What is noticeable as coach begins excitingly talking with his hands are the bracelet and ring on his right hand.
Monty explained how these items work, “This is the band...that helps me get into my hotel room. They have a deal at the at every entrance that you have to tap it on and wait for a ‘green light’ and it allows you to go into the hotel. So everywhere we go we have to check in and check out.”
RFID technology is not new, as most resorts and hotels now use them to access rooms, pools, spas, and work out rooms. The NBA appears to be using the bracelets to monitor movement of their players, checking them in and out of the Yacht Club as well as other facilities. I wonder if they have GPS, informing them if James Harden hits up Dancers Royale on Colonial Drive.
And then there is that ring. It’s a titanium second-generation Oura ring that is designed to monitor the users health, temperature, and possibly detect COIVD early. Monty joking notes that, “the ring thingy that is probably not working at all because I don’t have much in my brain for it to monitor, so I know it’s not working on this,” as he points to his head.
“But this thing is supposed to track a lot of our health points.” Interesting. High-tech. Cool.
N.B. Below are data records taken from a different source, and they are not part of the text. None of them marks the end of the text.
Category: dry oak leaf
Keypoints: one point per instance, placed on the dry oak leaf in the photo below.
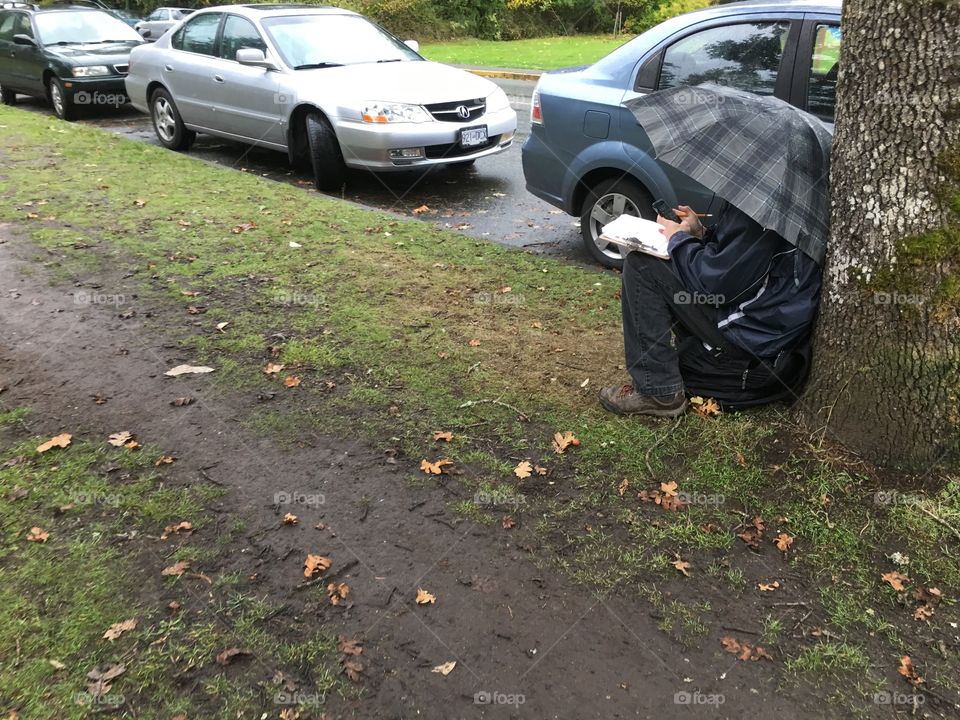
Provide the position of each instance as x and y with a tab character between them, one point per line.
337	592
895	579
783	542
118	629
561	441
177	569
434	468
60	441
425	598
37	535
523	470
907	670
316	564
227	656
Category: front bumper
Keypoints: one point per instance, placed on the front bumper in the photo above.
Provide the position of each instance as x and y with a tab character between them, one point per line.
106	91
368	146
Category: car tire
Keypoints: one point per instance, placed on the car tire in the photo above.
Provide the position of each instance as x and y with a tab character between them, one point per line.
62	103
604	202
7	97
167	123
326	158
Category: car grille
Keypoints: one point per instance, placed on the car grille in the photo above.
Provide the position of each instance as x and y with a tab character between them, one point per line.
453	150
451	112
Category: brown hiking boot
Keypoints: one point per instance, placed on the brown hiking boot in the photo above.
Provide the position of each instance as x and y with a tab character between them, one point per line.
625	400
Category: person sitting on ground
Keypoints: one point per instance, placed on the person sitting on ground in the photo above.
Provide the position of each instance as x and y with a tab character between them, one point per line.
742	294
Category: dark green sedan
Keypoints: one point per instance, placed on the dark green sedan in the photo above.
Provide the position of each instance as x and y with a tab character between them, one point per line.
72	56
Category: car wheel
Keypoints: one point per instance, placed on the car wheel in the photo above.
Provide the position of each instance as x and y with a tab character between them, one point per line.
7	97
329	171
62	103
606	201
167	123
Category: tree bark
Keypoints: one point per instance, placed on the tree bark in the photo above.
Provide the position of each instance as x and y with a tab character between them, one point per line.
886	376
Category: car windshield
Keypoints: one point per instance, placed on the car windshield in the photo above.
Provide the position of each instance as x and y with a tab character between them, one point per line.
311	41
86	27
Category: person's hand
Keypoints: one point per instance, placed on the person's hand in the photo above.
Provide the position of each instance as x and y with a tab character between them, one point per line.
689	223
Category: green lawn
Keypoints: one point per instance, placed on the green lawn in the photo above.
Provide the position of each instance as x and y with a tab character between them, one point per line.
535	54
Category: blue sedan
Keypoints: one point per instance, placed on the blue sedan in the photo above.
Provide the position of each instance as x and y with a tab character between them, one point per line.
587	155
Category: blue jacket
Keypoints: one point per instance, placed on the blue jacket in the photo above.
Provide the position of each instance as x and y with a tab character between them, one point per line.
766	290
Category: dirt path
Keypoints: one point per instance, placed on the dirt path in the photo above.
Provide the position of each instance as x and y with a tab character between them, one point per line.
514	629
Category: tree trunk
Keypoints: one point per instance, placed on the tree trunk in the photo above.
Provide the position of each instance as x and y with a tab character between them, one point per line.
886	376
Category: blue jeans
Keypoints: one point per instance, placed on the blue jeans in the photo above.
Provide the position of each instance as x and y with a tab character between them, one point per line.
654	302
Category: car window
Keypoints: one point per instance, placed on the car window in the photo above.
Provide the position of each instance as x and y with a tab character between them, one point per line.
745	56
239	33
199	35
824	63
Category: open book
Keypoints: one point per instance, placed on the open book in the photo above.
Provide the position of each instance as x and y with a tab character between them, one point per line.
633	233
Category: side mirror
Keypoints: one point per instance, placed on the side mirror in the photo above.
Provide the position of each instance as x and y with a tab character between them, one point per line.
255	57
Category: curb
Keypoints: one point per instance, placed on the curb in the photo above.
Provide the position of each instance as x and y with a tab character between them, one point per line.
504	74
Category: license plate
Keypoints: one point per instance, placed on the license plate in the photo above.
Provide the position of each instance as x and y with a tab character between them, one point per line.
471	137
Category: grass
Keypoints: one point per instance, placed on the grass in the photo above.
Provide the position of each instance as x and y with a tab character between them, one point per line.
548	53
391	345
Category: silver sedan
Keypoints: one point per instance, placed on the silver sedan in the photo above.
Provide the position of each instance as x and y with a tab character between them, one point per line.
324	85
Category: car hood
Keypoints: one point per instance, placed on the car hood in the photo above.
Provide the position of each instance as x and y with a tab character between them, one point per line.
93	54
415	82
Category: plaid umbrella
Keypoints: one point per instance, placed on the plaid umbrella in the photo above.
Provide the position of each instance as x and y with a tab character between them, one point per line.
759	153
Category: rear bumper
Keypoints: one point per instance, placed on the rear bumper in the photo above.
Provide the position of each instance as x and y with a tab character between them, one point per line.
368	146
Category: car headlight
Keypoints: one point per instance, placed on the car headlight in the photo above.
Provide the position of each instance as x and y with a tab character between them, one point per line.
90	70
394	113
498	101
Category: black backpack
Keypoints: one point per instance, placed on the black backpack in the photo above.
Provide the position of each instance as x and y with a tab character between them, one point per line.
736	379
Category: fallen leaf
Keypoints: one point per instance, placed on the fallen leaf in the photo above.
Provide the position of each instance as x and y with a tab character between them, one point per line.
434	468
60	441
895	579
188	370
425	598
561	441
177	569
228	655
118	629
37	535
523	470
337	592
316	564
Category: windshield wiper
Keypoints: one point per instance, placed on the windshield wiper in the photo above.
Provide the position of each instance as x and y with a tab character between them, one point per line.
314	66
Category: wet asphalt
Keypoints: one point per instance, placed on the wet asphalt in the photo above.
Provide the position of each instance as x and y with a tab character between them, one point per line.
488	200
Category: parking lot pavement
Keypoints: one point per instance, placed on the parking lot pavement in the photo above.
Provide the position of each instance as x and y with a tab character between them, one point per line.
488	200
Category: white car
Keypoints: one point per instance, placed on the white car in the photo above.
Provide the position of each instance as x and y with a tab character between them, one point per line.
325	85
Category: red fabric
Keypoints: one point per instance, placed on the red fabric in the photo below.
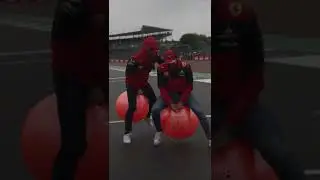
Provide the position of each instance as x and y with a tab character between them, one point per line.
165	96
139	79
186	93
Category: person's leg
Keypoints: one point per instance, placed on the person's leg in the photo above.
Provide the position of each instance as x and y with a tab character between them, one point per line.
132	100
149	93
158	106
196	108
261	128
71	103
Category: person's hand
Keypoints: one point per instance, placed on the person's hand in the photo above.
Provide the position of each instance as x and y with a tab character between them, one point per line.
140	92
97	97
179	105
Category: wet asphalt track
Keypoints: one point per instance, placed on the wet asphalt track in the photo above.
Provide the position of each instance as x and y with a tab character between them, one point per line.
291	92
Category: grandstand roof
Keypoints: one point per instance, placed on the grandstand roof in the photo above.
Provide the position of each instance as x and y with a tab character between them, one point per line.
144	29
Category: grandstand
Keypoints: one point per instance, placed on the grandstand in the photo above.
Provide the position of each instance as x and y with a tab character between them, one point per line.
121	46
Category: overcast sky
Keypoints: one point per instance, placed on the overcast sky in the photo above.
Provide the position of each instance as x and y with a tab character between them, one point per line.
183	16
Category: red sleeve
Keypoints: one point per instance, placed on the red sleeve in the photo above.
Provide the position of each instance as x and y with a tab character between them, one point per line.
186	94
165	96
246	98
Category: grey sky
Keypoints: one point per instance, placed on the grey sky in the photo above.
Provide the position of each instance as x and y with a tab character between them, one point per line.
183	16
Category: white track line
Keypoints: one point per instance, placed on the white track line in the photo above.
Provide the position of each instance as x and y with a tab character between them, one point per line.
307	172
46	51
153	74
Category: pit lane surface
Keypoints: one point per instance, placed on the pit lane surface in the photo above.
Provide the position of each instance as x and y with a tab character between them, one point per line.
291	92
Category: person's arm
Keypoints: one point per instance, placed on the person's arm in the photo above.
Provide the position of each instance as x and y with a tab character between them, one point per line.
162	81
186	93
253	51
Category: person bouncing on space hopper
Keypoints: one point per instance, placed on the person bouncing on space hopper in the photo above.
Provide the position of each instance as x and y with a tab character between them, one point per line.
175	81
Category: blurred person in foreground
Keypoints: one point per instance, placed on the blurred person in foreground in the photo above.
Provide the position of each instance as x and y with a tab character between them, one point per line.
137	75
238	62
80	70
175	81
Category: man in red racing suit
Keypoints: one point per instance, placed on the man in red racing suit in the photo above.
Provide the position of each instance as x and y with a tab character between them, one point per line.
238	67
175	81
79	65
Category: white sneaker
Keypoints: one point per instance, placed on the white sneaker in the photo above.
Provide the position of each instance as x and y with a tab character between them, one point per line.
127	138
157	139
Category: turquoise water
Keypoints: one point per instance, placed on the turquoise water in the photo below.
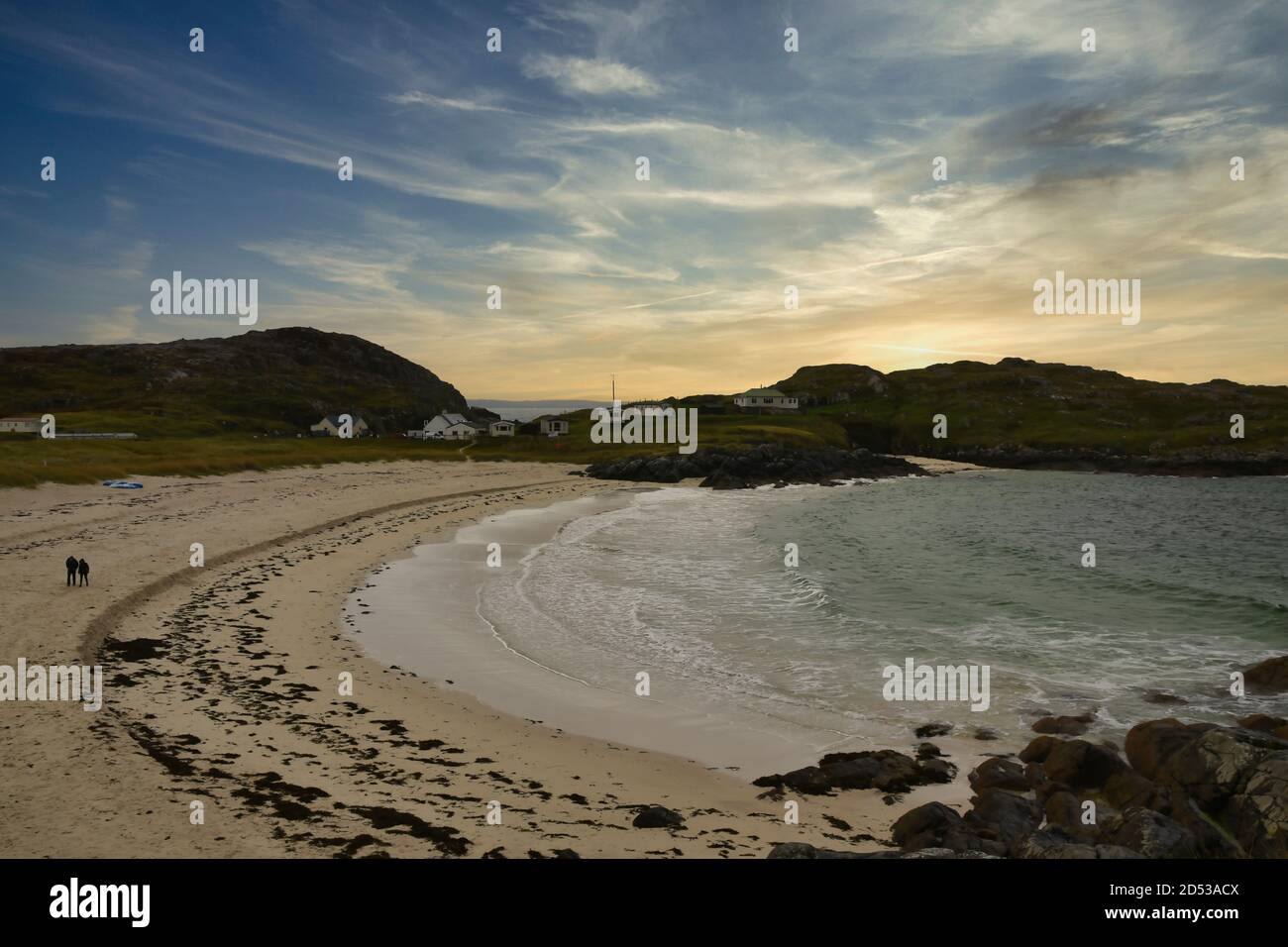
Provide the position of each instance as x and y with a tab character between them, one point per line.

A great wedding gift for the groom.
Williams went on to talk about another piece of technology the NBA has provided all personnel, “Then there’s another thing that we put on our credentials that’s supposed to monitor your distance between people when you’re at the hotel. So all of us have to have all of these deals on.”
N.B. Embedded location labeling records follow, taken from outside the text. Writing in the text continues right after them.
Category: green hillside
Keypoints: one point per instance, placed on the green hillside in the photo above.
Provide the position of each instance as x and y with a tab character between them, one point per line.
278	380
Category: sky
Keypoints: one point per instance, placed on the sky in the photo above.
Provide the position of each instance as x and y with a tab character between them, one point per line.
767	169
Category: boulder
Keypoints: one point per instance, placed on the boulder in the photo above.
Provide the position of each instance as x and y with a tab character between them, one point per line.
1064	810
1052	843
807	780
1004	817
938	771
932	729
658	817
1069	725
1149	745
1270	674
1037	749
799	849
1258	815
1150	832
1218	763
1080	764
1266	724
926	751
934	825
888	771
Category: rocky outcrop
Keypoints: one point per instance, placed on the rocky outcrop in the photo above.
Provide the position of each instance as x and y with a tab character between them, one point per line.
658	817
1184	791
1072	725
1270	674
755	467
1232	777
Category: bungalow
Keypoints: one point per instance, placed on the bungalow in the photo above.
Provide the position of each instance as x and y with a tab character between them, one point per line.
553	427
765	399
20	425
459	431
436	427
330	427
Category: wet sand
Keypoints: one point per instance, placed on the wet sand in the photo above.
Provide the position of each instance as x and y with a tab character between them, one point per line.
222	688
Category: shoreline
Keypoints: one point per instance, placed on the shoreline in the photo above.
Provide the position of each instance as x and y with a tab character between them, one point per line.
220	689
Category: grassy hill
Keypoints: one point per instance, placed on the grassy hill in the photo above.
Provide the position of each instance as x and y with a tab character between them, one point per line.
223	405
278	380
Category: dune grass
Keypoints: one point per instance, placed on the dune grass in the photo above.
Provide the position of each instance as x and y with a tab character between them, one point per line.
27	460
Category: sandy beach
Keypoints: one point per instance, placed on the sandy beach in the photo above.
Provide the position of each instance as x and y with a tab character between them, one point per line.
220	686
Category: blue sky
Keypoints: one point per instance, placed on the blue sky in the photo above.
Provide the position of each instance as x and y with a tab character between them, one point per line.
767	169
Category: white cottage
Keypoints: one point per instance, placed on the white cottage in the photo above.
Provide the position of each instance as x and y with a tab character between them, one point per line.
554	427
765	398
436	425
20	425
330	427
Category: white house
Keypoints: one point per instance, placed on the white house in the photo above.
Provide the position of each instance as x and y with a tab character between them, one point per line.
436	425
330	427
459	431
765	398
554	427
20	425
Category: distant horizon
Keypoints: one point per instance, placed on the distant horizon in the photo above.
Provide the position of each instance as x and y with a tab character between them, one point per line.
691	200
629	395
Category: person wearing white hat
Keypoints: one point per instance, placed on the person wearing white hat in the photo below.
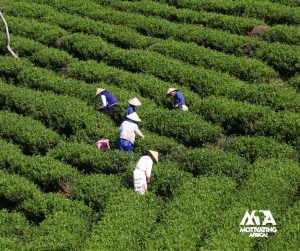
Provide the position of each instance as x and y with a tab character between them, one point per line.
133	102
142	172
178	99
108	101
128	129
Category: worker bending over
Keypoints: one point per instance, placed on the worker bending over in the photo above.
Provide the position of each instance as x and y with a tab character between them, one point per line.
142	172
178	99
128	129
133	102
108	101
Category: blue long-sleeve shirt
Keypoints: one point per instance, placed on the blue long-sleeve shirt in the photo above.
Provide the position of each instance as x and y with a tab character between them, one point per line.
178	99
130	109
107	99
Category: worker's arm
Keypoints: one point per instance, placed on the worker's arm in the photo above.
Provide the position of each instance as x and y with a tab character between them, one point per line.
104	102
137	131
180	100
148	170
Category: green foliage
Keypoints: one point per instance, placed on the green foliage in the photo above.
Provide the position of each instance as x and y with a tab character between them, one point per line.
295	82
234	117
45	171
203	161
193	214
251	70
167	179
45	204
60	231
67	115
272	185
284	126
256	147
95	190
166	147
16	189
187	128
35	30
247	69
287	34
90	159
32	135
14	225
271	12
126	223
232	24
287	238
52	58
219	40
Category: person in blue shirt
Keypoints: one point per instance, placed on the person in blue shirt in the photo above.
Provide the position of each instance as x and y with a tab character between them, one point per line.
133	102
178	99
108	101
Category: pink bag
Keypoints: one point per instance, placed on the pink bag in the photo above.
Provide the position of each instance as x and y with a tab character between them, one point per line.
103	144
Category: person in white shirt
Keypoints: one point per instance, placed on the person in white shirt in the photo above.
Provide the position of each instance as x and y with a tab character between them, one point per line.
128	129
108	101
142	172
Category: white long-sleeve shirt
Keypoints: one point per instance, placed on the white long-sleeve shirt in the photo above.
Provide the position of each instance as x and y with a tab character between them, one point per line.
128	130
145	164
104	101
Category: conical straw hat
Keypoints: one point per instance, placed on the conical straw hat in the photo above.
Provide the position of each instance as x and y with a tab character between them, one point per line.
99	90
133	116
154	155
171	90
134	101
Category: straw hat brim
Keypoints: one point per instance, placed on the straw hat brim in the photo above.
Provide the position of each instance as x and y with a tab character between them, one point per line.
133	116
134	101
171	90
154	154
99	90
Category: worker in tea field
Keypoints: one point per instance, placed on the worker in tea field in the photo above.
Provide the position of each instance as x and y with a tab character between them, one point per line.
128	129
133	102
108	101
142	172
178	99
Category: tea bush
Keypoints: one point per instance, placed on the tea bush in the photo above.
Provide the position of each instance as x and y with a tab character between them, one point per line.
32	135
256	147
44	171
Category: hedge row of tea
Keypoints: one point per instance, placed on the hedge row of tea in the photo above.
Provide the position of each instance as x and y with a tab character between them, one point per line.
249	69
238	25
79	198
234	117
219	89
282	57
271	12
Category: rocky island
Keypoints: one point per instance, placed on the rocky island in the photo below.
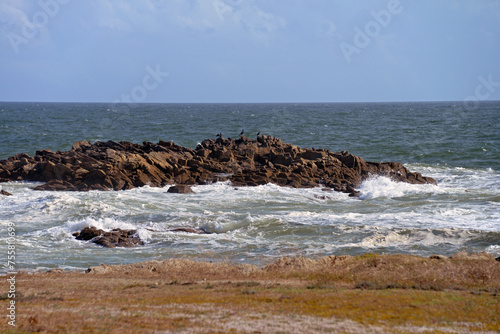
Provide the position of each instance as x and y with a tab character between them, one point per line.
245	162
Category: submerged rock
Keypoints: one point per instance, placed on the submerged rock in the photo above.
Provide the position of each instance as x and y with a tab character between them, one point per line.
114	238
5	193
180	189
245	162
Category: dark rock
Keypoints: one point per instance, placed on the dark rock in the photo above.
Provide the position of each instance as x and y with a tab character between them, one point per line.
180	189
5	193
245	162
188	230
114	238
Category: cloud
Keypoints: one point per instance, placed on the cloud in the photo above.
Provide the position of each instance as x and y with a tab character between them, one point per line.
13	15
211	16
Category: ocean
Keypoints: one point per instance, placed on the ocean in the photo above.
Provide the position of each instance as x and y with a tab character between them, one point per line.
458	146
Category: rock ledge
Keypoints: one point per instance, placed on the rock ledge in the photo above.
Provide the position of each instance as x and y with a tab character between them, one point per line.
245	162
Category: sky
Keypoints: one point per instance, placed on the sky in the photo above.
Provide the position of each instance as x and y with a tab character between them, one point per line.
232	51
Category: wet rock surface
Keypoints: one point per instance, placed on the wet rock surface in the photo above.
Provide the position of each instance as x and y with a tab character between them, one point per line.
5	193
245	162
114	238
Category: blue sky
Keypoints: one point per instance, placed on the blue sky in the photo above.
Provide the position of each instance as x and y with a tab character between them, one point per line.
249	50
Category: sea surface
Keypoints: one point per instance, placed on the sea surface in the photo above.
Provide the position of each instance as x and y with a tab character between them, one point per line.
458	146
If only we all could have something similar. I think people would be surprised how often they invade the 6-foot space of another. I’m not quite sure if the impatient guy at Staples who decided that he needed to reach around me to grab his printer paper would even understand how the bracelet worked. Sorry. It would’ve been weird how close he invaded my personal space, pandemic or not.
Will the Precautions Work?
That is the million dollar question right now. The NBA is clearly taking every step they can to ensure the health and safety of those living on campus. Will all of these gidgets and gadgets negate any player, coach, or trainer from contracting COVID-19?
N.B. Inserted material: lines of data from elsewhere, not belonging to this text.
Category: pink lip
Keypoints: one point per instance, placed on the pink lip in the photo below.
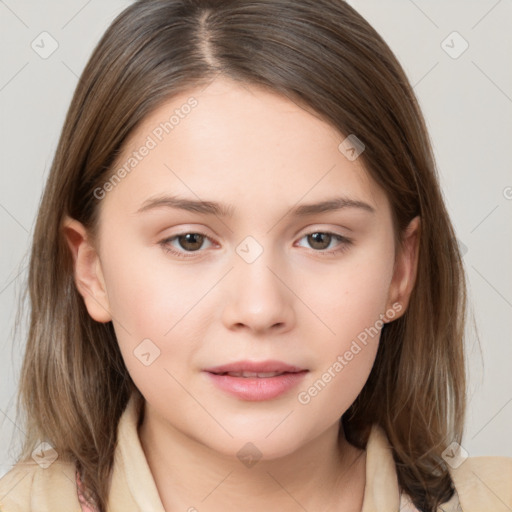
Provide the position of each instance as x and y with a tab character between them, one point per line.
256	388
255	366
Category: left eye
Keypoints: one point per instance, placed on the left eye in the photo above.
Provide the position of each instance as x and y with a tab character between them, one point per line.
192	242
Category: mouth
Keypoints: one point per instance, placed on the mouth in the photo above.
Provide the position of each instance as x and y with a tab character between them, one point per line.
262	369
253	381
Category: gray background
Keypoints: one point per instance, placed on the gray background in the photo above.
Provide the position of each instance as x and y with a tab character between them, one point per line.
467	102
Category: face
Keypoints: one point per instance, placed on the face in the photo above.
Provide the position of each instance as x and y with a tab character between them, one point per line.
267	279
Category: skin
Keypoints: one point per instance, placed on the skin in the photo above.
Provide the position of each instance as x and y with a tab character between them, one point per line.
264	155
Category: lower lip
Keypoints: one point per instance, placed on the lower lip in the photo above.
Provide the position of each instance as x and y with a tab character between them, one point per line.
257	389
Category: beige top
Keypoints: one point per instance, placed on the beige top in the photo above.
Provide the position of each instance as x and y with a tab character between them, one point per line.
483	484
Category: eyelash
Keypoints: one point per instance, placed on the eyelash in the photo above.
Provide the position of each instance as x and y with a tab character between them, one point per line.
345	243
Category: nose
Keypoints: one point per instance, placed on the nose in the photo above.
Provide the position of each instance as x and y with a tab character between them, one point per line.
259	299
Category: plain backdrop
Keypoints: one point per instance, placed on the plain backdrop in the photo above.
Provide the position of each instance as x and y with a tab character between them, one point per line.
463	81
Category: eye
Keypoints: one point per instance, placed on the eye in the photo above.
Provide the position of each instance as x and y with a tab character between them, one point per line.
321	240
190	242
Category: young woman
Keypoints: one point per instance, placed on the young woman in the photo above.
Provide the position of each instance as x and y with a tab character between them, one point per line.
246	291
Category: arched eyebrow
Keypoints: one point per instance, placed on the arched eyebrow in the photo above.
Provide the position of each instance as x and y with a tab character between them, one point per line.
224	210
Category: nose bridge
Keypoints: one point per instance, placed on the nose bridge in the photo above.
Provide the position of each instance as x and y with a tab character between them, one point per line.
258	297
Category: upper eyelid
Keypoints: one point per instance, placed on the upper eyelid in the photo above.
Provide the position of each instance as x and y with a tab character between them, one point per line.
213	241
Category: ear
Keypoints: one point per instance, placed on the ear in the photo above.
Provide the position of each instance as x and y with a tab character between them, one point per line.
87	270
406	266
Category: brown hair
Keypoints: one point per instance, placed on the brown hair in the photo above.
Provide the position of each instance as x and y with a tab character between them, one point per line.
324	56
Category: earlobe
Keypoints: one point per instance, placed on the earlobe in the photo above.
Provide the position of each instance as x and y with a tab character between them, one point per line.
88	274
406	266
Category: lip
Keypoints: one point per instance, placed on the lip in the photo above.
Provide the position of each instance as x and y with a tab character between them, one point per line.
256	388
255	366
As we have seen nationwide, the virus is spreading. The only way to get to the other side of this thing is to go though it. We cannot go around it. What we can do is be cognizant of others, be cautious in our actions, be courteous to our fellow human beings, and take the steps necessary to prevent any spread.
I would not be surprised if the coronavirus knocks at Orlando’s door and somehow gets in. From there we will see how the NBA approaches the treatment, containment, and resolution of dealing with the virus. Perhaps it will be a blueprint in a bubble, an opportunity to see how to navigate the pandemic through the lens of a confined campus.
The NBA is doing plenty to prevent getting to that point.
“You look at the rings and the bands and the other apparatuses that we have on,” Monty said, “along with the testing, we have everything here to be successful.”
The one variable that cannot be monitored with a band or a ring is the human nature of a 20-something-year-old NBA player. The greatest threat the safety of the bubble is the guy who decides he needs to leave campus for a good time. You would hope that they would be thinking of more than themselves, that the team comes to mind in any decision that is made. I was 20-something when I was in the military and stationed in Korea in a campus like environment. That room gets real boring, real quick.
All of the controllable variables have been well thought out and executed to this point. Players for the Suns still haven’t arrived and the campus hasn’t faced any obstacles other than mediocre hotel food. The league’s focus on safety is being praised by those living within the confines of the bubble.
“I applaud the league,” Coach Monty Williams said, “I came into it with a bit of skepticism. When you get here and you see all of the stuff it’s actually pretty impressive.”
20 days until tip off. Let’s hope it stays impressive.